Kerodon

$\Newextarrow{\xRightarrow}{5,5}{0x21D2}$ $\newcommand\empty{}$
$\Newextarrow{\xhookrightarrow}{10,10}{0x21AA}$

Warning 2.1.6.3. Let $\operatorname{\mathcal{C}}$ and $\operatorname{\mathcal{D}}$ be monoidal categories, and let $F: \operatorname{\mathcal{C}}\rightarrow \operatorname{\mathcal{D}}$ be a nonunital lax monoidal functor.

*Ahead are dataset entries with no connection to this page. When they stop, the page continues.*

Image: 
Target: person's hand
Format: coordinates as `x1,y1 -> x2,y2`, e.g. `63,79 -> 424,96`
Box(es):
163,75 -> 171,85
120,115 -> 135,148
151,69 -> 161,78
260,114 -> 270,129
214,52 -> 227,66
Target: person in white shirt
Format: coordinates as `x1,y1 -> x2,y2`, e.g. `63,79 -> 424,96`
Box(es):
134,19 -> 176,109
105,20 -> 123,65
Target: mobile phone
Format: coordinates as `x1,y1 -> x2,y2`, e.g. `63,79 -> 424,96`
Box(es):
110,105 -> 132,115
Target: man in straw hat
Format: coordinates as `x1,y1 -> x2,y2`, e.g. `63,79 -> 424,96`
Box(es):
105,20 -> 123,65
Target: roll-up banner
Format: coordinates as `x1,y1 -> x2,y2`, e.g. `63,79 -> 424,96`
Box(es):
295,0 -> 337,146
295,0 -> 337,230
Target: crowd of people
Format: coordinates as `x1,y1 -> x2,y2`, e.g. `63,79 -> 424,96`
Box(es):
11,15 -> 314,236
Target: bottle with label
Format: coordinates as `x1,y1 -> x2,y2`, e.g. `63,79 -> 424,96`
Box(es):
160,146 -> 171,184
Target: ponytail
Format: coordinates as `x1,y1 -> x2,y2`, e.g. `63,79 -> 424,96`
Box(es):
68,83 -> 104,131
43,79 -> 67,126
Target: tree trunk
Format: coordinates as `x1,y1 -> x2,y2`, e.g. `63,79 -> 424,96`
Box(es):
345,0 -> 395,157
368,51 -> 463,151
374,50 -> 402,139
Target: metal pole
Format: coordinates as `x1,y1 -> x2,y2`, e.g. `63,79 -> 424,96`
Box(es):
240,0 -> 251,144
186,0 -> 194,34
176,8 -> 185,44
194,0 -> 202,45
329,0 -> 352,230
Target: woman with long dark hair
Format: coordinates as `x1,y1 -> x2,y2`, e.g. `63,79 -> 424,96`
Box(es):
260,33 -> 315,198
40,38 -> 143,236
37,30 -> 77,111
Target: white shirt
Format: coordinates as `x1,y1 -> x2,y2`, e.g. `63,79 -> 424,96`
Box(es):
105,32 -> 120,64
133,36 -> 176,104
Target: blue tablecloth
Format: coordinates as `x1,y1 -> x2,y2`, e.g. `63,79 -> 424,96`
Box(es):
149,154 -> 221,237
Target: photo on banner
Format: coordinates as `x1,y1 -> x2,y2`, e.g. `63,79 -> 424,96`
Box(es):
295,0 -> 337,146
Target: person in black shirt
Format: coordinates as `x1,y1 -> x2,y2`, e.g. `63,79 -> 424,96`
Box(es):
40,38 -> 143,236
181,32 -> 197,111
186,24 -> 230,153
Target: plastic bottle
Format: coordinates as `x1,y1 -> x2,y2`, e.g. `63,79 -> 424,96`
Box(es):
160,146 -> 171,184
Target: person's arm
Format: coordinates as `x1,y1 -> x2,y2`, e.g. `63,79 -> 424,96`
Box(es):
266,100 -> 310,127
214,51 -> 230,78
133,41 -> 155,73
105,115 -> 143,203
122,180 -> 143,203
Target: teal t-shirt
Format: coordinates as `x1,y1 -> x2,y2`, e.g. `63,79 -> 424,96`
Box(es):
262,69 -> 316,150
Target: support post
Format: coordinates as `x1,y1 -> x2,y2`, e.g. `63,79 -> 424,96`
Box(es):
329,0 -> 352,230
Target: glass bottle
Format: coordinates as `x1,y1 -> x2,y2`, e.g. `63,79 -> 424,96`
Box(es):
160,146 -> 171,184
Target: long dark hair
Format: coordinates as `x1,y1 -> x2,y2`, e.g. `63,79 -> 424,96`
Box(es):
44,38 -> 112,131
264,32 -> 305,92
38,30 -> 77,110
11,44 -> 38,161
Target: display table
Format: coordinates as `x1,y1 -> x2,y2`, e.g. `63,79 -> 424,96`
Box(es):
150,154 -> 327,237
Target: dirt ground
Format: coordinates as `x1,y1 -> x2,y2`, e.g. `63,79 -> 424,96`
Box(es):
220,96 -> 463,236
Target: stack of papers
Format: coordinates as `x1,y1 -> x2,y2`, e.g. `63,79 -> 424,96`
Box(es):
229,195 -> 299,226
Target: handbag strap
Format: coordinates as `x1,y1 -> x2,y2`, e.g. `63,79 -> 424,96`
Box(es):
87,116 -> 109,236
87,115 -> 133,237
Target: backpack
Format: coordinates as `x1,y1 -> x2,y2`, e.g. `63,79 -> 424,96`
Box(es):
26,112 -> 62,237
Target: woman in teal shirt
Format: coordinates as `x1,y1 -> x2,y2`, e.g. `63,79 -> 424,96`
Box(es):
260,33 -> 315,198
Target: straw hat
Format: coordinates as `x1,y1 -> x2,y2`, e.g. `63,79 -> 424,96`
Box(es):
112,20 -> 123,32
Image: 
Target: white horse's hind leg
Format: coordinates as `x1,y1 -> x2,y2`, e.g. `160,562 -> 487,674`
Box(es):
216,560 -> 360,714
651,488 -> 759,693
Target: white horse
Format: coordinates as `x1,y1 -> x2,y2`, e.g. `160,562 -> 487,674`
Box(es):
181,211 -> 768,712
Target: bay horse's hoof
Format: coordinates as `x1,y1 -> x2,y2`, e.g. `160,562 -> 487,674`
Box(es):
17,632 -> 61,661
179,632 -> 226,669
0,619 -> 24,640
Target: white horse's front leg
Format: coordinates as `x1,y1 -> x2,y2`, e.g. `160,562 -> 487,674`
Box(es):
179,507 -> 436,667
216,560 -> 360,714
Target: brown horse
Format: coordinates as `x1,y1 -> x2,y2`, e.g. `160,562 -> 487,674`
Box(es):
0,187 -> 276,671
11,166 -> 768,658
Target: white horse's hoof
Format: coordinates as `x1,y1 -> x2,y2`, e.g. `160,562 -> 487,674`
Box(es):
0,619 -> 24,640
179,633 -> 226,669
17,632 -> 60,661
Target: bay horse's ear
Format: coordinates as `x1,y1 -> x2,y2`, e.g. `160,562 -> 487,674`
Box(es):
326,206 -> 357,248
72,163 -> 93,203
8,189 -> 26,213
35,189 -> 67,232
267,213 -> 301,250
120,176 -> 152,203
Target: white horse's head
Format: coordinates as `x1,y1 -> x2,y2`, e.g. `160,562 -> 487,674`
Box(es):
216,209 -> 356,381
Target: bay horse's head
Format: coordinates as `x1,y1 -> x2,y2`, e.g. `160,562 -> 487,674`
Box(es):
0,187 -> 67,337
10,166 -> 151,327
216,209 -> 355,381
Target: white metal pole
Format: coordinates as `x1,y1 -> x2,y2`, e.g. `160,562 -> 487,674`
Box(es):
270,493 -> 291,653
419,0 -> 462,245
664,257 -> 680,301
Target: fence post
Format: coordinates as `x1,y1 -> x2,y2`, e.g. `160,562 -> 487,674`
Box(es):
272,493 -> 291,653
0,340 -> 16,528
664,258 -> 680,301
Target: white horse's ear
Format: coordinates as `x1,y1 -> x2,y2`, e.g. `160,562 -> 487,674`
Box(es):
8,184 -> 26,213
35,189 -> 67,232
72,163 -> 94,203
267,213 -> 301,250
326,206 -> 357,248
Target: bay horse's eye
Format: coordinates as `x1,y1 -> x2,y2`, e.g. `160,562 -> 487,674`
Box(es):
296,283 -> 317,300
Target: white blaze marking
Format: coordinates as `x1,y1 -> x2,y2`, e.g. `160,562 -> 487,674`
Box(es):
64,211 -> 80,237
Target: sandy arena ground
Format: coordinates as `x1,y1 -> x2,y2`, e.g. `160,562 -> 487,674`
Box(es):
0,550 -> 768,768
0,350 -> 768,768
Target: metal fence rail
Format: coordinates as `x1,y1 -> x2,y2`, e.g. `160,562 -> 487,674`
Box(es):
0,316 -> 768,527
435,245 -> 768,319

If $F$ is a monoidal functor from $\operatorname{\mathcal{C}}$ to $\operatorname{\mathcal{D}}$, then it is both a nonunital monoidal functor (that is, the tensor constraints $\mu _{X,Y}: F(X) \otimes F(Y) \rightarrow F( X \otimes Y)$ are isomorphisms) and a lax monoidal functor (that is, it admits a unit $\epsilon : \mathbf{1}_{\operatorname{\mathcal{D}}} \rightarrow F( \mathbf{1}_{\operatorname{\mathcal{C}}} )$). However, the converse is false: to qualify as a monoidal functor, $F$ must satisfy the additional condition that $\epsilon $ is an isomorphism.